It is no secret that being a teacher is hard work, but what is also becoming more and more talked about is that quality teaching also involves a lot of “heart work,” maybe not those words exactly, but that is what I like to call it. I actually believe that ” heart work,”if I can say the word heart this many times without too many eye rolls, is at the heart of teaching (hence the name of my blog) and that it should be top priority, in order for everything else to be successful.
If you think back to the teachers that left their mark on you as a kid, I can bet that they were also the teachers that took the time to connect with you, and to get to know you. They were probably also the ones that made you feel good about yourself. I can still remember my Grade 2 teacher, Mme Hiscott (now Ferland), calling me over to her desk to tell me how perfect my cursive letter ‘z’ was in our practice books, and the day that she let us (a bunch of 7 and 8 year olds) decide whether we wanted to work on the vowel ‘o’ or ‘e.’ She understood the power of making kids feel good about themselves, and of giving them a voice and choice throughout their day. This same teacher also welcomed us lovingly every morning, regardless of our poor behavior or mishaps the day before (
never rarely mine of course)! She just naturally understood the importance of social and emotional learning and connection, and this long before any of us in the teacher world even knew what SEL stood for.

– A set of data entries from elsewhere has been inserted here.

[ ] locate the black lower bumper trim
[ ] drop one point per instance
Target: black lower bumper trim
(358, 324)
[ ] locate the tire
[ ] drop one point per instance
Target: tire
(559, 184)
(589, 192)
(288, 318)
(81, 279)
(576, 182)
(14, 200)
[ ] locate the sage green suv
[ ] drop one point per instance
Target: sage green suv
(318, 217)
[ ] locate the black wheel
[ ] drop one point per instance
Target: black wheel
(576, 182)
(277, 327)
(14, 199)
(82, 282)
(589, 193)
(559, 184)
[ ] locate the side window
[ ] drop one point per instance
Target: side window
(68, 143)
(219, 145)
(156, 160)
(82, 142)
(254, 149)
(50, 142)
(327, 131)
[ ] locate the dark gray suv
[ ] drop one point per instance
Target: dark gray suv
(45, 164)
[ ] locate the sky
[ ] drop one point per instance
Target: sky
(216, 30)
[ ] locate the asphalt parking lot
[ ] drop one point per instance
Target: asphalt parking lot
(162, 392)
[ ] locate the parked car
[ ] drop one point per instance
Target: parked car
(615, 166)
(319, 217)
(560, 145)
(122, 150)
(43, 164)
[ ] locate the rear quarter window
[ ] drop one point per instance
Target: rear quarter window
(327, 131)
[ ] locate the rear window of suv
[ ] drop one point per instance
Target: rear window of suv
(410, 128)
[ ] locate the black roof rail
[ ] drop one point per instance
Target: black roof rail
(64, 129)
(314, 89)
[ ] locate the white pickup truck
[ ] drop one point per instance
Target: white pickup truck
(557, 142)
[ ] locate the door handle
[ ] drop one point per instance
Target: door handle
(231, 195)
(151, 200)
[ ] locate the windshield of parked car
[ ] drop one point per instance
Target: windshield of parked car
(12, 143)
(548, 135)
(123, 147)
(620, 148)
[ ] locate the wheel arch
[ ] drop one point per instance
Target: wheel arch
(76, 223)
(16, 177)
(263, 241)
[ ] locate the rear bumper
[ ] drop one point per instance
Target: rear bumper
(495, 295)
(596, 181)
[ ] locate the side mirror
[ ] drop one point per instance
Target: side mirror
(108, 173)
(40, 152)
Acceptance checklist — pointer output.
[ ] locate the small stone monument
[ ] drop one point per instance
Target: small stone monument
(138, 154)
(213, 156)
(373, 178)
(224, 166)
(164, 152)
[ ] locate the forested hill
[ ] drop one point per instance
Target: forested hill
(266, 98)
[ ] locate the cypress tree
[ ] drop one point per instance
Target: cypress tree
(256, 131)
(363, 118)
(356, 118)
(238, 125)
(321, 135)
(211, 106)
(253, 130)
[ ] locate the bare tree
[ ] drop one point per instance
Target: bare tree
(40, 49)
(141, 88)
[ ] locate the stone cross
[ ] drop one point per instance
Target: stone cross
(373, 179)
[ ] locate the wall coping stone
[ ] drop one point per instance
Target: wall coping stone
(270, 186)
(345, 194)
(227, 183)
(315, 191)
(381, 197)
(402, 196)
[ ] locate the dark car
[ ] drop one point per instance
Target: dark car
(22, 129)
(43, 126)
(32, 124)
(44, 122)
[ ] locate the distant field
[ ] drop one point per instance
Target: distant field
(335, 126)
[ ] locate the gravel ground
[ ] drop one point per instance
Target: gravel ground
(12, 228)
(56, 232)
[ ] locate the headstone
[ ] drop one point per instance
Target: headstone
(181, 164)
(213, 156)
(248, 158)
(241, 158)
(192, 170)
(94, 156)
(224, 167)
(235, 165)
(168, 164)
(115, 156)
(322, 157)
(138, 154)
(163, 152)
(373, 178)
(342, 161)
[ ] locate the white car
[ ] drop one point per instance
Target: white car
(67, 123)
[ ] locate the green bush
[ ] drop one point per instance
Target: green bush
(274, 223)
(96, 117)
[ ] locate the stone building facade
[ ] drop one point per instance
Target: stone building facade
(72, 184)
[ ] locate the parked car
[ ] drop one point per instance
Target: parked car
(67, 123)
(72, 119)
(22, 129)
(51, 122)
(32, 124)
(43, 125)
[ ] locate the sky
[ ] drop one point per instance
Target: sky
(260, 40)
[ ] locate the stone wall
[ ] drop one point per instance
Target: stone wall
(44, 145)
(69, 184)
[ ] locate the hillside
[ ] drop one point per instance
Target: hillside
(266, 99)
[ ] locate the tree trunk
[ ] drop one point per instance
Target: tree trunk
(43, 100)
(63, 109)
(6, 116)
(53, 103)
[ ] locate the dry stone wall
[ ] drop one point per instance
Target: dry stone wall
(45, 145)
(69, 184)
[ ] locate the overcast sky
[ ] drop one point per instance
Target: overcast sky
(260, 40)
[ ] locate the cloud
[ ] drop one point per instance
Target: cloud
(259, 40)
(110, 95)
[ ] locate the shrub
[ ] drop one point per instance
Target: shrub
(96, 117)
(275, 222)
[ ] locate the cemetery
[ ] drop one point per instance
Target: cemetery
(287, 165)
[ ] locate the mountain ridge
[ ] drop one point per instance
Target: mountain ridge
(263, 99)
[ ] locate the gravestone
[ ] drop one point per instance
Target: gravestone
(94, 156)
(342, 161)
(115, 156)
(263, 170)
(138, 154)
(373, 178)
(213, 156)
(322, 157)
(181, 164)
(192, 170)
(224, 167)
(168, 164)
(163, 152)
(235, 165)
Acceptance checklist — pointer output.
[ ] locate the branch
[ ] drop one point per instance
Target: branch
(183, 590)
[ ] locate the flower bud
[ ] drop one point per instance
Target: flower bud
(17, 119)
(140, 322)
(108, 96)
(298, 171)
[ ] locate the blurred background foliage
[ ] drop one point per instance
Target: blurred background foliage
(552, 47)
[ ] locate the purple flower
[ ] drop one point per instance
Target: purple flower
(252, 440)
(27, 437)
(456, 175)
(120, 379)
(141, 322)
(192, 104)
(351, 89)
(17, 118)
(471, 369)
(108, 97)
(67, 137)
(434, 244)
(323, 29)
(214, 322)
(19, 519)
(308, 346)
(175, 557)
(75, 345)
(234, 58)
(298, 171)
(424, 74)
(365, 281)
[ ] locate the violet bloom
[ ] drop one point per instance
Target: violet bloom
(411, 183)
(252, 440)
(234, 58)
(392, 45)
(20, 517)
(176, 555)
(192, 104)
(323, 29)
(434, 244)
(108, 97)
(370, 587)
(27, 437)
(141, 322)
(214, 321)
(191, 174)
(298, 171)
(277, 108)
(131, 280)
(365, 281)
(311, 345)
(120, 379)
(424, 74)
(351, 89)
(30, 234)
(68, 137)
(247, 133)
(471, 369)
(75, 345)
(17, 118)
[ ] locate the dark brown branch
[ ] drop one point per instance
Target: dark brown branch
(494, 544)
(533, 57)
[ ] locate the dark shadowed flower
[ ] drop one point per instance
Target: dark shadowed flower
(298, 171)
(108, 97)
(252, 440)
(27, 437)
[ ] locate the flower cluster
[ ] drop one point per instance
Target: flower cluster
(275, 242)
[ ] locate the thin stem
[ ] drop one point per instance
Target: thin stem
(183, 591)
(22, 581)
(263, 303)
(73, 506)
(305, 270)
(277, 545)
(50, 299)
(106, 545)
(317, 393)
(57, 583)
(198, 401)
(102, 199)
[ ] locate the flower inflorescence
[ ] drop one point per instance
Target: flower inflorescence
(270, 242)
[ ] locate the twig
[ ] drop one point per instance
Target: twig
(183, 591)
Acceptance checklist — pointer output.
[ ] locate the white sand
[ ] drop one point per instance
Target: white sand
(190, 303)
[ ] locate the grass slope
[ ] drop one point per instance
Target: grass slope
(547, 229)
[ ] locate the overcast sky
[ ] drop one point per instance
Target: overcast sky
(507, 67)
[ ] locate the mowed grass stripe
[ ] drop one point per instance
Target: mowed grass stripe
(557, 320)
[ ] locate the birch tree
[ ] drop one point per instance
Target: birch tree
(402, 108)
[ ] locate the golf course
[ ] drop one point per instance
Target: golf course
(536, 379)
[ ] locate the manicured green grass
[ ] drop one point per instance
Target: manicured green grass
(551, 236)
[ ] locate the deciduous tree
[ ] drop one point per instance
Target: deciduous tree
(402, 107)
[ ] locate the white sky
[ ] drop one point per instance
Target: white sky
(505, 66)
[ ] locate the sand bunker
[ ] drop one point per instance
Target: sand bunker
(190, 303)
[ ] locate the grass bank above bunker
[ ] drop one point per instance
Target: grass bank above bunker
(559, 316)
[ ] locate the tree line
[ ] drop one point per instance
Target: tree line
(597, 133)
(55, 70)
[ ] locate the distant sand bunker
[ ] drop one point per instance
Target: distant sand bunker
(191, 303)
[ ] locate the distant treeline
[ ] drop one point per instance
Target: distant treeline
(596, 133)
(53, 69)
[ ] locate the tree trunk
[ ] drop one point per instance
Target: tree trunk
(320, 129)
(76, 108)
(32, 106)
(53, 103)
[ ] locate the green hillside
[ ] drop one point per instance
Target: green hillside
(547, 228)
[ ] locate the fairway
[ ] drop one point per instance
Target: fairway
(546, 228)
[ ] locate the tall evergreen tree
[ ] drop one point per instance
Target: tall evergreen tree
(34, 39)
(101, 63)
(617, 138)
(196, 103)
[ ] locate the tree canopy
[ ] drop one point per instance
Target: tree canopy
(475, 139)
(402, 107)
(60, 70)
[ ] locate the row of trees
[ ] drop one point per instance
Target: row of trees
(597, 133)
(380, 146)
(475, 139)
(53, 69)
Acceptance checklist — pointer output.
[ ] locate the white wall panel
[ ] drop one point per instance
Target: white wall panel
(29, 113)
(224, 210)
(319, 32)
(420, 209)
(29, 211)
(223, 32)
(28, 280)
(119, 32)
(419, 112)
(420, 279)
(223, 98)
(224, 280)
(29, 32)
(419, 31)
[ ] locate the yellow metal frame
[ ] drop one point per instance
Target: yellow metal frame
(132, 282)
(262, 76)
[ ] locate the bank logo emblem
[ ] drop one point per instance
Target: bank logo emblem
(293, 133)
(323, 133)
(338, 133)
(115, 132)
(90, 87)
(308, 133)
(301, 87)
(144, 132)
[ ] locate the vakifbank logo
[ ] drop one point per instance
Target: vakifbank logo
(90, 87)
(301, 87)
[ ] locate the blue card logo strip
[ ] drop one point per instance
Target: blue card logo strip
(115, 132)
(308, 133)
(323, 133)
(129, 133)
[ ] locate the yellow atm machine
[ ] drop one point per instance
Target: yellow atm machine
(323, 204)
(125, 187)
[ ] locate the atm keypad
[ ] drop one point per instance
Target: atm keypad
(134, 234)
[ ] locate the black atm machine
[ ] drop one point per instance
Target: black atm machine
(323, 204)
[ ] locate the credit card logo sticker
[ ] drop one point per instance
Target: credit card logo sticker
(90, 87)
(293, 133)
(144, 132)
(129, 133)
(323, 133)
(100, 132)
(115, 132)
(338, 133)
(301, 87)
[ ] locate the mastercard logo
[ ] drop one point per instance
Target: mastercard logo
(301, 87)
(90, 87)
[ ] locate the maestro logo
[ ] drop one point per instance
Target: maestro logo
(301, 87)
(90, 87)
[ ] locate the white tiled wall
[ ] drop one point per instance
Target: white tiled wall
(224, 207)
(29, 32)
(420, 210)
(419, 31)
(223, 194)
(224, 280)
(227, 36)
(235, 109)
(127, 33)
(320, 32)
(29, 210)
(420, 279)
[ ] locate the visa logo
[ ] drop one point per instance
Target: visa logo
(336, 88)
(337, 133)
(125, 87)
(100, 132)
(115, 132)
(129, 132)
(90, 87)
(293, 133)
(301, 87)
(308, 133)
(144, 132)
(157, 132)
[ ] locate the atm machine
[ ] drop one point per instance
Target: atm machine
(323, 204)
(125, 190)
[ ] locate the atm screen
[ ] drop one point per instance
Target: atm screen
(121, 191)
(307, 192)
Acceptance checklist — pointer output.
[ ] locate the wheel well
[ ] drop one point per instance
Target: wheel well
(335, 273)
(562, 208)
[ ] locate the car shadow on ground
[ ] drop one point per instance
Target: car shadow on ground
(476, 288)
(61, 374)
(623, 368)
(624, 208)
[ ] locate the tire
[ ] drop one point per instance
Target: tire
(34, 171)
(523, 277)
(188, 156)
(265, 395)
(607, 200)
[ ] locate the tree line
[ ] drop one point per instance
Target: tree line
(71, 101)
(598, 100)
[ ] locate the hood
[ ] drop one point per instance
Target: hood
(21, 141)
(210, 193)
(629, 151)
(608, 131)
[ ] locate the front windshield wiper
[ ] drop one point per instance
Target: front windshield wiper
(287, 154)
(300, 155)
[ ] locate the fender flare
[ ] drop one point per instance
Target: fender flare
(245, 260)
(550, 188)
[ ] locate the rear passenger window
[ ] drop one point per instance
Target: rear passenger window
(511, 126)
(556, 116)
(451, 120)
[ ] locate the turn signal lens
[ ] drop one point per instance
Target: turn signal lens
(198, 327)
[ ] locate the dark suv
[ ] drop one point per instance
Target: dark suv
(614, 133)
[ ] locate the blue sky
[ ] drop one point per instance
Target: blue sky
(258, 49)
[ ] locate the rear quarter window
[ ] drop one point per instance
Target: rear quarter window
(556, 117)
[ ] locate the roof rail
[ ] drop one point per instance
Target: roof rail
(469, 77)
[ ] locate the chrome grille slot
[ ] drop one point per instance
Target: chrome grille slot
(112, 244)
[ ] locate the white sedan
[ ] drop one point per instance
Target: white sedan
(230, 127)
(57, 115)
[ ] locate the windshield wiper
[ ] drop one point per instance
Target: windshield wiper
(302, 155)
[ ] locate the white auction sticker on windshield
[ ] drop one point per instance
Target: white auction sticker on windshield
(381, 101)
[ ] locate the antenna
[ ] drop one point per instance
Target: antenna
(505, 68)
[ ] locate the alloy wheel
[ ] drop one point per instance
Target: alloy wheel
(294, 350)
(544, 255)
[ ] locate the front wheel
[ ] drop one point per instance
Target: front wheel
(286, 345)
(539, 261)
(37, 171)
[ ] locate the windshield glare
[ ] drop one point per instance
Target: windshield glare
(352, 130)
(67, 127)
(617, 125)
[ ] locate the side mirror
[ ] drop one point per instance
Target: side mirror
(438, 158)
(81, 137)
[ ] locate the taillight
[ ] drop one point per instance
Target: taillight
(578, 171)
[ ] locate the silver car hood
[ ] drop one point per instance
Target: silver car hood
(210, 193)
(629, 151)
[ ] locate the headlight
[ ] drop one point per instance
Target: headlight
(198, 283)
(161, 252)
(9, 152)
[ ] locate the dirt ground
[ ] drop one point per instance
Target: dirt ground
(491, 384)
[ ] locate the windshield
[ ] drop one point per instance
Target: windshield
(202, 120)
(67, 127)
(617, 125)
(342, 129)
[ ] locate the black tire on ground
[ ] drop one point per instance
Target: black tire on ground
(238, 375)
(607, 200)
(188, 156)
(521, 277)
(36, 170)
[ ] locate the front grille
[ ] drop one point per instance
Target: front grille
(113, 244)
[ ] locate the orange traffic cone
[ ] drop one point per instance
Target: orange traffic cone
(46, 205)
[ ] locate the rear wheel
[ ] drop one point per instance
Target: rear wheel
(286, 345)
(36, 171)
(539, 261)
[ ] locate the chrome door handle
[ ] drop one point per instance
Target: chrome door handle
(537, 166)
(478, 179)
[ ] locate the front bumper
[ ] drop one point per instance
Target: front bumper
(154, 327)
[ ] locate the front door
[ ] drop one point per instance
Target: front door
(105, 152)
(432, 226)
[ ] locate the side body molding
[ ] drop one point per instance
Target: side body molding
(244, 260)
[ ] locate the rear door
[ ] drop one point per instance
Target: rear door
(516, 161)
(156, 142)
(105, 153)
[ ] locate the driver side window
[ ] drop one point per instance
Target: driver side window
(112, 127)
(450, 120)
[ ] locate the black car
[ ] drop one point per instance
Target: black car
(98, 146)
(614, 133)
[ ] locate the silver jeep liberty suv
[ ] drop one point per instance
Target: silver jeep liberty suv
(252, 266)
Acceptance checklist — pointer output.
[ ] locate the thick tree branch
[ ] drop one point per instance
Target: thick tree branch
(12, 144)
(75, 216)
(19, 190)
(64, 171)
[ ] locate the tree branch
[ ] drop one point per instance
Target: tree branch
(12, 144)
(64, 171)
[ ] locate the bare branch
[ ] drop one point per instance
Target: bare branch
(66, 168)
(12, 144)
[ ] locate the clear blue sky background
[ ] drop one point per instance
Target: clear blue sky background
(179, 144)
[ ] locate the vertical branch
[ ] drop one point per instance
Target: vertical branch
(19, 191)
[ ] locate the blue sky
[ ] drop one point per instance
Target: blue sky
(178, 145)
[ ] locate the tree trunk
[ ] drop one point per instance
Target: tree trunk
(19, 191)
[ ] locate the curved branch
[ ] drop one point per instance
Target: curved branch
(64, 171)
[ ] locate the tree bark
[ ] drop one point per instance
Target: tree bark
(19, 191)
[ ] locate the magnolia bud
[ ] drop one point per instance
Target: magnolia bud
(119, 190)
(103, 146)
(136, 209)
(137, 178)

Now as a teachers we see SEL pop up everywhere. SEL and the importance of relationships has come up in almost every pd opportunity I have taken part in in the recent past, and across different topics in education too. Here are but a few examples.
- Chapter 4 of the Innovator’s Mindset, titled Relationships, Relationships, Relationships, in which George talks about the importance of connection and building team trust in innovative education.
- Gordon Neufeld’s talks on Making Sense of Anxiety and Working With Stuck Kids, during which his main focus is on the importance of healthy attachment and creating a sense of belonging.
- Block 1 (Social and Emotional Learning: Developing Compassionate Learning communities) of Winnipegger Jennifer Katz’ Three Block Model of Universal Design Learning and the fact that she states we “have to teach to the heart as well as to the mind.”
- Giving kids a voice in a collaborative solving approach.
- The stages of the DTORF that emphasize things such providing recognition, adult connection and connection with peers.
- The less than optimal brain development of trauma victims and the supreme importance of working on building trust with these victims.
- The ability to connect with others, and collaboration being important leadership skills.
- the DIR Floortime Model when working with kids with autism, and the importance of findings ways to connect with them on their level.
I could go on and on, but I think you get the point! The importance of relationships and social and emotional learning is everywhere and there’s no pretending that it doesn’t matter. The reason for all this talk about SEL and relationships, is because it is backed by some pretty interesting brain research.
We now know that the outermost part of the brain, the neocortex (or social part of the brain) in humans, is much larger than in other mammals our size, making us creatures of attachment. Because of this, we have a strong desire for belonging and social interaction. We like to be surrounded by friends and share our experiences with them. Our brains feel a sense of reward when we have these positive interactions with others and when we feel we belong. Not surprisingly, this is also when we thrive as people, when we want to work hard, when we make good decisions. A well connected family can work together to over come life’s challenges. A socially connected professional team working together is more successful. A classroom with a strong sense of belonging and community is always abuzz with learning and fun.
We also now know that the brain develops from the bottom up with the neocortex developing last and well into our adolescent years. This makes the teachers job of
including prioritizing social and emotional learning in the classroom that much more important. Believe it or not, we play a part in shaping our students’ brains! Woah! That is an important job, and excuse me for being dramatic, but one that I think we need to take seriously!
So even though I rarely write in cursive these days, and I don’t remember the specifics of what Mme Hiscott taught me from the Grade 2 curriculum, what I do know is that she played a part in shaping my brain, and taught me something way more valuable than anything in the curriculum, and that is the importance and power of heart work as a teacher!